More than 33,000 people were murdered in Mexico last year, a record high. In Tijuana, a city that saw more than 2,500 homicides last year, earning it the title of “the most violent city in the world,” nearly every single gun seized by police since 2016 came from the United States, according to the city’s chief of police.
A report from the U.S. Government Accountability Office showed that 70 percent of guns seized across all of Mexico have U.S. origins.
During his weekly press briefings, Tijuana’s Director of Public Safety Marco Antonio Sotomayor has taken to emphasizing the United States origins of each AK-47, AR-15 and Glock confiscated by police battling the city’s raging drug violence.
“There’s no way for people to buy guns like these in Mexico. They’re American-made guns. We know they’re being illegally trafficked through California into Tijuana,” said Sotomayor.
Mexican Army arrests two men in California truck full of AR-15 rifles and heavy-gauge machine guns.
Mexican Army arrests two men in California truck full of AR-15 rifles and heavy-gauge machine guns.
Mexico’s constitution grants its citizens the right to own guns. But in practice, obtaining a firearm is very difficult under the country’s strict gun laws.
Only the military is permitted to own high-caliber assault rifles in Mexico.
Any weapon more powerful than a .38 caliber is banned from personal use. Person-to-person firearm sales are also prohibited.
There is only one legal gun store in the entire country. It’s located in Mexico City and run by the Mexican army, which is the only agency permitted to sell guns to anyone in the country. Civilians must undergo a six-month background check.
Between 2013 and 2018 only 218 licenses to carry guns were issued nationwide, according to the Secretariat of National Defense (SEDENA), Mexico’s equivalent of the U.S. Department of Defense and the governmental agency that issues gun licenses.
In Tijuana, police seize dozens of illegal firearms each week.
Last month, Mexican soldiers stopped a California SUV carrying an arsenal of large caliber machine guns and rifles in Ensenada. The truck, heading south from California, was carrying six heavy-gauge machine guns inside, along with sk**led cartridges, six tactical bibs, six AR-15-style rifles, 43 AR-15 loaders and 1,290 cartridges.
Law enforcement officials estimate gun runners move around 700 guns into Mexico every single day. That’s a quarter of a million guns each year.
Riley, the retired DEA agent, emphasized the “importance of going after both of these things, not just immigration, narcotics, the flow of illegal money, but the tools with which these criminal organizations rely, and for far too long there hasn’t been enough emphasis both by the Mexicans and to a certain extent by us, for a variety of political reasons, to really go after the gun smugglers.”
In the United States, there is no comprehensive federal law against trafficking firearms, he said.
“That’s an associated industry that’s supporting the criminal element, so it’s just as important to cut them off,” said Riley.

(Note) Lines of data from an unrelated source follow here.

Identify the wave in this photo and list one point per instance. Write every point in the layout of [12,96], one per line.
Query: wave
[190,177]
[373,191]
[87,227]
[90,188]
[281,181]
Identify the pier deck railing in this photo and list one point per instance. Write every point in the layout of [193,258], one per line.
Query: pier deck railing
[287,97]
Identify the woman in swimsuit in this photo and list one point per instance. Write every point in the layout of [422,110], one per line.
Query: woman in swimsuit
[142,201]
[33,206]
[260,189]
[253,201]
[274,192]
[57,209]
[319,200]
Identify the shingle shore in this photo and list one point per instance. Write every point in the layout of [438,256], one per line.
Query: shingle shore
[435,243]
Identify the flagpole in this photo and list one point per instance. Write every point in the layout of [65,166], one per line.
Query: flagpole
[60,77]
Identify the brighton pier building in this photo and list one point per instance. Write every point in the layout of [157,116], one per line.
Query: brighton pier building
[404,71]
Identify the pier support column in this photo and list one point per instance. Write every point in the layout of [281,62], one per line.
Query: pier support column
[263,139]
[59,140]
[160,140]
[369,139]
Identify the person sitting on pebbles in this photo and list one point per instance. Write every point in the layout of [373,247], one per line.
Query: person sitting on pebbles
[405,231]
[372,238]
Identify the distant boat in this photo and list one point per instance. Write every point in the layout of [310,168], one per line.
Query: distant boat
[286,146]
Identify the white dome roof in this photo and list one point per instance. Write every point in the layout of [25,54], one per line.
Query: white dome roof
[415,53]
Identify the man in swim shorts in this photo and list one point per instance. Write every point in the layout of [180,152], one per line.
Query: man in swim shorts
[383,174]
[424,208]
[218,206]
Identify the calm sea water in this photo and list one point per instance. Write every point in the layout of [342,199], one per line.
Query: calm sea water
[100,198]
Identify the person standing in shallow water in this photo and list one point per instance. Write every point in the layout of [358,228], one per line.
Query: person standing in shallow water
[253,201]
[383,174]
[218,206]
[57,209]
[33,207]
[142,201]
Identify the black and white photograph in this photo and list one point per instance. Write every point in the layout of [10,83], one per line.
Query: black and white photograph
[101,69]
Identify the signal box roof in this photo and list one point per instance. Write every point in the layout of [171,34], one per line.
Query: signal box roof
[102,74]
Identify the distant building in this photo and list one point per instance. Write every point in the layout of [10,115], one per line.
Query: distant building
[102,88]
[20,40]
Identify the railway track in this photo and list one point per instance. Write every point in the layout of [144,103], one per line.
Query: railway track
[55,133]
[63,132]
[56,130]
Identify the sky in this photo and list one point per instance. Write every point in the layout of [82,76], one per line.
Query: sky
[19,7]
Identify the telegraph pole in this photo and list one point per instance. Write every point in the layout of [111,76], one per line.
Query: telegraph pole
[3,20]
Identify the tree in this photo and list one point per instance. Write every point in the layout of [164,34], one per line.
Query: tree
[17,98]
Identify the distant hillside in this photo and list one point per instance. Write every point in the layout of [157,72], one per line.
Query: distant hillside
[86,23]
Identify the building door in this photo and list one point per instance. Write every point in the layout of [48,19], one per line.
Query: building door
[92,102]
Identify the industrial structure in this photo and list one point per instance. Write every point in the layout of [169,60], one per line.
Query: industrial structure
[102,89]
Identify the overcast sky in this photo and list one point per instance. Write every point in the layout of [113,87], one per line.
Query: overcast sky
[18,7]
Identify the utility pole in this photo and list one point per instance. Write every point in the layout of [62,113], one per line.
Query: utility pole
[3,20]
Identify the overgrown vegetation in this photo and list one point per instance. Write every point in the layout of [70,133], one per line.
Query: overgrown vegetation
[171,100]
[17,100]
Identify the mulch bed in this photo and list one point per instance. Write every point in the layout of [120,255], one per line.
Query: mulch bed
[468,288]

Lawmakers have introduced anti-trafficking bills in Congress, but none have ever passed.
Police on both sides of the border say Mexican immigration officials need better training, equipment and resources to stem the flow of guns into the country.
“They don’t have the manpower. They don’t have the X-ray equipment, and then always in the back of their minds, there is legitimate commerce going both ways that they have to regulate. So many of the things we’re dealing with at our ports of entry, they are too,” said Riley.
The state of Baja California has deployed 300 members of a newly-formed National Guard to high crime areas in Tijuana and part of their mission is to target illegal drug trafficking into the country.
Riley said neither country will have success stemming the problem unless law enforcement works together from both sides of the border.
“It really is a bilateral issue that needs to be addressed consistently, and I think the scary thing about it is we’re not sending a message to the cartels and the drug traffickers that we’re even working together,” he said.